The NIH-funded ACHIEVE researchers recommend that older adults have their hearing checked regularly and properly address identified problems for general health and well-being.
The Quality of the Fitting Matters
The new study suggests that the success of hearing rehabilitation may matter more than the simple presence of a device.
A professional fitting can account for the frequencies at which hearing has declined, rather than amplifying every sound equally.
Users may require time to adapt because sounds that have been absent for years can initially seem sharp or distracting.
Follow-up appointments allow the device to be adjusted based on real experiences at home, work, restaurants and family gatherings.
Communication strategies can also help. Facing the listener, reducing background noise, improving lighting and asking speakers to communicate clearly may work alongside hearing technology.
The goal is not merely making sounds louder. It is improving meaningful understanding and allowing the person to participate more comfortably in daily life.
The Main Takeaway
A multinational study of 61,089 hearing-impaired adults found that hearing-aid use was associated with a 9 percent lower risk of probable dementia over an average of 6.5 years.
Among people who said their hearing aids provided good improvement, the associated reduction reached 14 percent.
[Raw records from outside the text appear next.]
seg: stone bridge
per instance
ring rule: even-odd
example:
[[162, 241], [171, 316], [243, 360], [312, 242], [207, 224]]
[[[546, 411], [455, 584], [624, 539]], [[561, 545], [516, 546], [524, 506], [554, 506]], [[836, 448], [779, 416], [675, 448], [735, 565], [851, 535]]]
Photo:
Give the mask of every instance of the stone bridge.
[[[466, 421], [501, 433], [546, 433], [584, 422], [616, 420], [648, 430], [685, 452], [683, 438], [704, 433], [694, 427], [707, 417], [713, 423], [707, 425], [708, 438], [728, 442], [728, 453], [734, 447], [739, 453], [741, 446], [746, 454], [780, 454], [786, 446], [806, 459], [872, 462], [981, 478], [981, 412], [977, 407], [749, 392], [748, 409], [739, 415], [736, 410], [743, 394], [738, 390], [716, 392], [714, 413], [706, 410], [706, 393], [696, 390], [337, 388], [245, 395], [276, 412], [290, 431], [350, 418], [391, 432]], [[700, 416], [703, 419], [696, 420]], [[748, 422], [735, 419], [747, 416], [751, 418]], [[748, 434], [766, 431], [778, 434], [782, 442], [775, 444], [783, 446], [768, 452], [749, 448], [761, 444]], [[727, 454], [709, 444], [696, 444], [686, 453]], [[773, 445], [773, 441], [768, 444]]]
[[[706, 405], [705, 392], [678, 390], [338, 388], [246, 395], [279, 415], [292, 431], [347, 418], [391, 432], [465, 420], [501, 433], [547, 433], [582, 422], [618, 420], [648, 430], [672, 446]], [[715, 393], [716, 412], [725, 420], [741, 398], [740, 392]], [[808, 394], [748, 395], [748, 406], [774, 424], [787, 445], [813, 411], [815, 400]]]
Users who reported poor improvement did not show a significant reduction.
The research does not prove that hearing aids directly prevent dementia because it was observational.
Randomized evidence has also been mixed. The ACHIEVE trial did not find a cognitive benefit across all participants, although it recorded nearly 50 percent slower cognitive decline among older adults who entered the study at greater risk.
Taken together, the findings strengthen the case for identifying and effectively treating hearing loss, particularly among vulnerable older adults.
Even without a guaranteed dementia-prevention effect, properly fitted hearing aids can improve communication and make it easier to remain socially engaged. The potential connection with healthier cognitive aging gives people another reason not to dismiss hearing loss as an unavoidable inconvenience of getting older.